Bed, Bath & Beyond Screen Scraper
Language: Python
Date: August 2004
When developing the website for our wedding we wanted to combine the various registries we held in one page, so as to make the experience for those who wished to buy a gift as simple as possible. In order to achieve this it was necessary to write "screen-scraper" scripts that extracted the relevant data from the retailers' websites. A simple enough task were those retailers to employ well structured, semantically rich markup on their pages, but a tricky undertaking when faced with the "tag soup" of Bed, Bath & Beyond's site.
This script consists of two sections. The first is an extension to python's SGMLParser module to parse the relevant BB&B page and return it as a nested dictionary, and a second that converts that into a simple, structured XML format. This separation allows for re-use of code should BB&B restructure their site, or for the XML format used to be switched out and replaced with a module to produce, say, RSS or Atom feeds for use in a newsreader.
The server is set up to run this script four times an hour (so as to limit server load from the http request made) and to place the resultant XML in a file on the server. Whenever anyone requests the 'wedding list' page on the website, this file is loaded, transformed using a simple XSLT file and delivered to the user.
In the near future I hope to extend the script to automatically re-try should the HTTP request fail, and then email an administrator should any processes fail repeatedly.
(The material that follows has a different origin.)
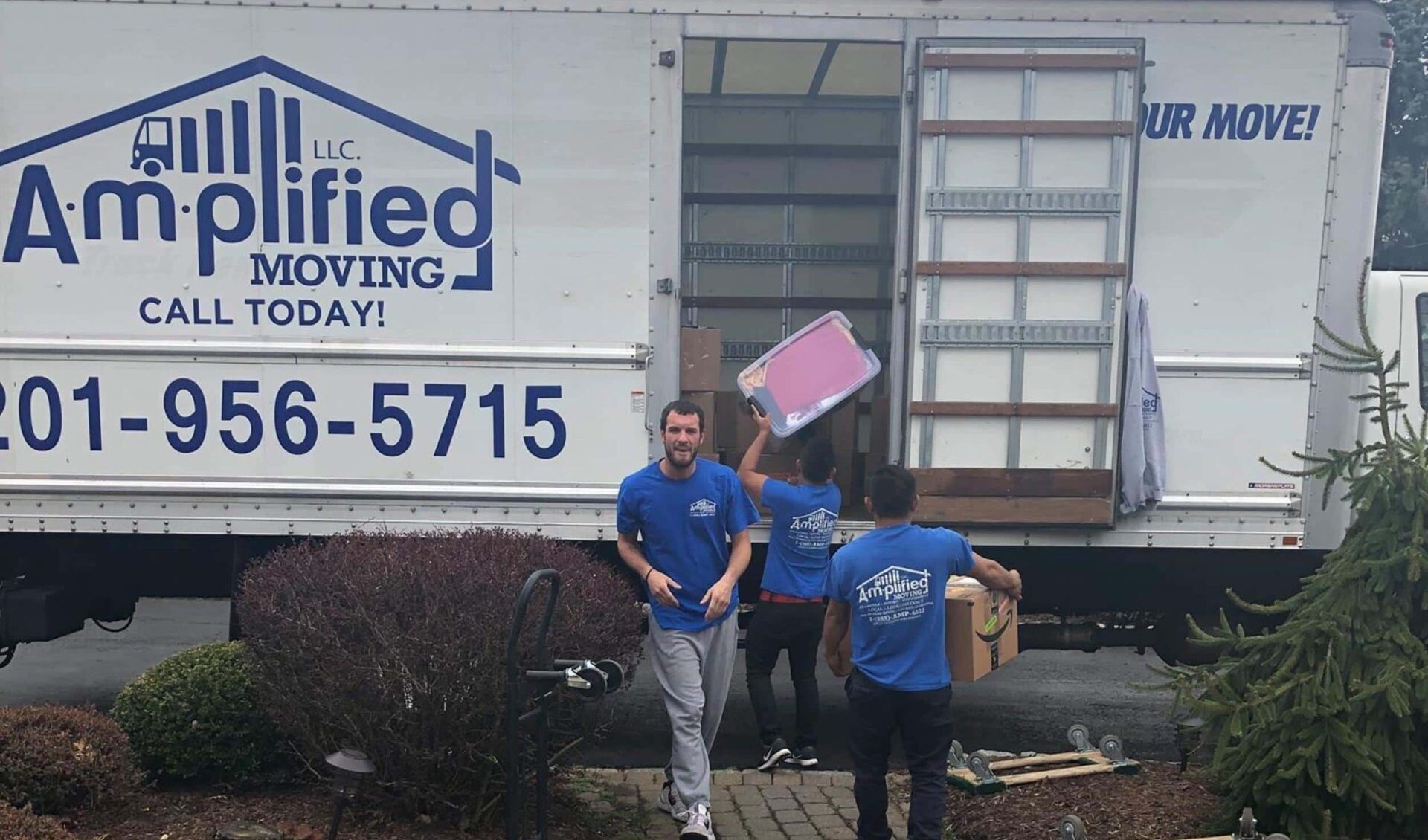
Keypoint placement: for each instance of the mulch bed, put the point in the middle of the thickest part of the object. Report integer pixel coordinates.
(1159, 804)
(304, 812)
I have also emailed Bed, Bath & Beyond to tell them about this script and to request they both improve the quality of their mark-up and develop facilities for web developers seeking to integrate with their site.
The Code:
#!/usr/bin/python
# Bed, Bath & Beyond registry screen-scraper
# By James Stewart
# v2 - 26th August 2004
# The only configuration variable we need as input is the registry id.
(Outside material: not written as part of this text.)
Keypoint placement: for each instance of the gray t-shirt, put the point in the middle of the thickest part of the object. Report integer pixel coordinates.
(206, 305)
# note that this is not the registry number provided by BB&B, and is alphanumeric.
registry = "-884877278"
from xml.dom import minidom
from sgmllib import SGMLParser
import re, urllib
class BBBParser(SGMLParser):
# this class takes the html from a bed,bath,beyond wedding registry printable page and outputs
# it as a dictionary of dictionaries with the structure of the useful lines being:
#
# [x][3]: href, [x][4]: product name, [x][6]: upc, [x][8]: price, [x][10]: requested
# [x][12]: purchased
startparse = 0
startrow = 0
parserow = 0
column_no = 0
row_no = 0
items = {}
def parse(self, html):
self.feed(html)
return self.items
def reset (self):
SGMLParser.reset(self)
self.urls = []
def start_tr(self, attrs):
self.row_no = self.row_no + 1
self.items[self.row_no] = {}
# We need to dispatch with the first row into our table
# (provides headings). The second one is what we want
if self.startparse == 2:
self.startrow = 1
if self.startparse == 1:
self.startparse = 2
def start_a(self, attrs):
# Column number 4 is that which contains the link and the description
# We don't want to have to choose so let's use index 3 to hold the link
if self.column_no == 4:
# Uses a list comprehension to extract any hrefs from the list of tuples and insert
# in the array
self.items[self.row_no][3] = [x[1] for x in attrs if x[0] == 'href'][0]
def end_tr(self):
self.parserow = 0
self.column_no = 0
def start_td(self, attrs):
self.column_no = self.column_no + 1
if self.startrow == 1:
self.startrow = 0
# Uses a list comprehension to check if any element of attrs is a tuple containing
# 'colspan' and '15' If so, we want to skip that row so self.parserow = 0. Otherwise
# we may want it, so let's continue
if len([len(list(x)) for x in attrs if x[0] == 'colspan' and x[1] == '15']) > 0:
self.parserow = 0
else:
self.parserow = 1
def handle_data(self, text):
# We'd better hope they don't start using 'Description' elsewhere in the page
if text == 'Description':
self.startparse = 1
if self.parserow > 0:
if not self.column_no % 2:
if self.items[self.row_no].has_key(self.column_no):
self.items[self.row_no][self.column_no] = self.items[self.row_no][self.column_no] + text
else:
self.items[self.row_no][self.column_no] = text
sock = urllib.urlopen("http://www.bedbathandbeyond.com/regGiftRegistry.asp?order_num=-1&WRN="+registry+"&st=D&smode=prt&show_images=N")
html = sock.read()
sock.close()
# The ascii parser chokes on (registered mark) so let's strip out anything not in the normal charset
html = re.sub("&#\d{1,4};","",html)
# Run our parser
parser = BBBParser()
items = parser.parse(html)
# the next step will be to convert this into our xml file
xml = minidom.parseString('<bbbitems></bbbitems>')
for item in items:
if items[item].has_key(6):
if items[item][6] != 'Upc':
gift = xml.createElement('item')
if items[item].has_key(3):
link = xml.createElement('link')
link.appendChild(xml.createTextNode(items[item][3]))
gift.appendChild(link)
title = xml.createElement('title')
titletext = items[item][4]
title.appendChild(xml.createTextNode(titletext))
gift.appendChild(title)
want = xml.createElement('want')
want.appendChild(xml.createTextNode(items[item][10]))
gift.appendChild(want)
have = xml.createElement('have')
have.appendChild(xml.createTextNode(items[item][12]))
gift.appendChild(have)
price = xml.createElement('price')
price.appendChild(xml.createTextNode(items[item][8]))
gift.appendChild(price)
xml.getElementsByTagName('bbbitems')[0].appendChild(gift)
print xml.toprettyxml()